”Una lingua “morta” che però continua a godere di ottima salute. Quante volte, nel parlare e nello scrivere, adoperiamo termini latini o di provenienza latina? Arbiter elegantiae
Raffinato gaudente, Gaio Petronio Arbitro dettava a corte le leggi del buon gusto. «I suoi detti e fatti, quanto più erano dissoluti e mostravano una certa noncuranza, tanto più piacevano per la loro apparente naturalezza. Venne accolto tra i pochi intimi di Nerone, come arbitro di eleganza, e Nerone non riteneva niente divertente o voluttuoso, nello sfarzo della sua corte, eletto arbitro di eleganza, se non avesse prima ottenuto l’approvazione di Petronio». Così Tacito descrive negli Annali un Petronio che si suole identificare con l’autore di Satyricon. Oggi lo definiremmo un influencer ante litteram. Soleva trascorrere il giorno dormendo, la notte negli affari ufficiali o negli svaghi; la vita sfaccendata gli aveva dato fama, e lo si giudicava un uomo di lusso raffinato. Le sue parole e le sue azioni, quanto più erano libere da convenzioni e ostentavano una certa sprezzatura, tanto maggior simpatia acquistavano con la loro parvenza di semplicità. Comunque, come proconsole in Bitinia, e poi come console, egli seppe mostrarsi energico e all’altezza dei suoi compiti. Mosso da invidia, l’onnipotente Tigellino, prefetto del pretorio, l’accusò di aver partecipato a una congiura, imputazione che comportava la condanna capitale.

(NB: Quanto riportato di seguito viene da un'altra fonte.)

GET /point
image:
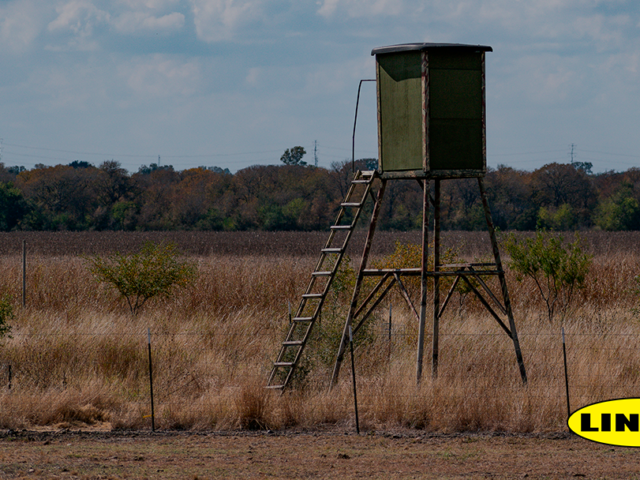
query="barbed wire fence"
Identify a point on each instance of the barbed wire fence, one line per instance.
(610, 370)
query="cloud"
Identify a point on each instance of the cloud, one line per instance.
(19, 26)
(161, 76)
(361, 8)
(135, 22)
(218, 20)
(78, 16)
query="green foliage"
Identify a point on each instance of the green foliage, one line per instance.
(619, 212)
(154, 271)
(293, 156)
(6, 314)
(558, 269)
(13, 207)
(561, 218)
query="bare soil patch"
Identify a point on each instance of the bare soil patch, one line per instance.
(308, 455)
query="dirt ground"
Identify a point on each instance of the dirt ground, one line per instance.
(308, 455)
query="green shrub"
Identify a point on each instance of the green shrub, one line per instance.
(557, 269)
(154, 271)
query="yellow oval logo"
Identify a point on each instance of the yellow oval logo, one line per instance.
(614, 422)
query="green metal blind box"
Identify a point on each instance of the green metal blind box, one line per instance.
(431, 110)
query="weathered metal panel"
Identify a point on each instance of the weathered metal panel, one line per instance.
(400, 81)
(431, 110)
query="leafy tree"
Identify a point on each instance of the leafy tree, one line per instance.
(293, 156)
(80, 164)
(621, 211)
(13, 206)
(558, 270)
(154, 271)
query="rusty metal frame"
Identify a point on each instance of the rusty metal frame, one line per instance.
(462, 271)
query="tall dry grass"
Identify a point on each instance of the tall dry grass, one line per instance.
(78, 358)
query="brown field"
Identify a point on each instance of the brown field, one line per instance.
(79, 360)
(379, 456)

In quei giorni Nerone si era spinto in Campania, e Petronio, spintosi fino a Cuma, venne qui trattenuto. Egli non sopportò di restare oltre sospeso tra la speranza e il timore; non volle tuttavia rinunciare precipitosamente alla vita; si tagliò le vene e poi le fasciò, come il capriccio gli suggeriva, aprendosele poi nuovamente e intrattenendo gli amici su temi non certo severi o tali che potessero acquistargli fama di rigida fermezza. A sua volta li ascoltava dire non teorie sull’immortalità dell’anima o massime di filosofi, ma poesie leggere e versi d’amore. Quanto agli schiavi, ad alcuni fece distribuire doni, ad altri frustate. Andò a pranzo e si assopì, volendo che la sua morte, pur imposta, avesse l’apparenza di un fortuito trapasso. Al testamento non aggiunse, come la maggior parte dei condannati, codicilli adulatori per Nerone o Tigellino e alcun altro potente; fece invece una particolareggiata narrazione delle scandalose nefandezze del principe, citando i nomi dei suoi amanti, delle sue prostitute e la singolarità delle sue perversioni: poi, dopo averlo sigillato, lo inviò a Nerone. Spezzò quindi il sigillo, per evitare che servisse a rovinare altre persone. La morte di Petronio sembrerebbe rientrare nei casi di chi si dà la morte per il taedium vitae, disgustato dalla ricerca dei piaceri e deluso dai suoi godimenti: il ritratto, invece, che ci ha tramandato Tacito, unica fonte della sua vita, come abbiamo visto, è ben diverso da quello del classico gaudente deluso dai piaceri dell’esistenza.
Attese la fine, con la serenità d’uno stoico e l’eleganza d’un dandy.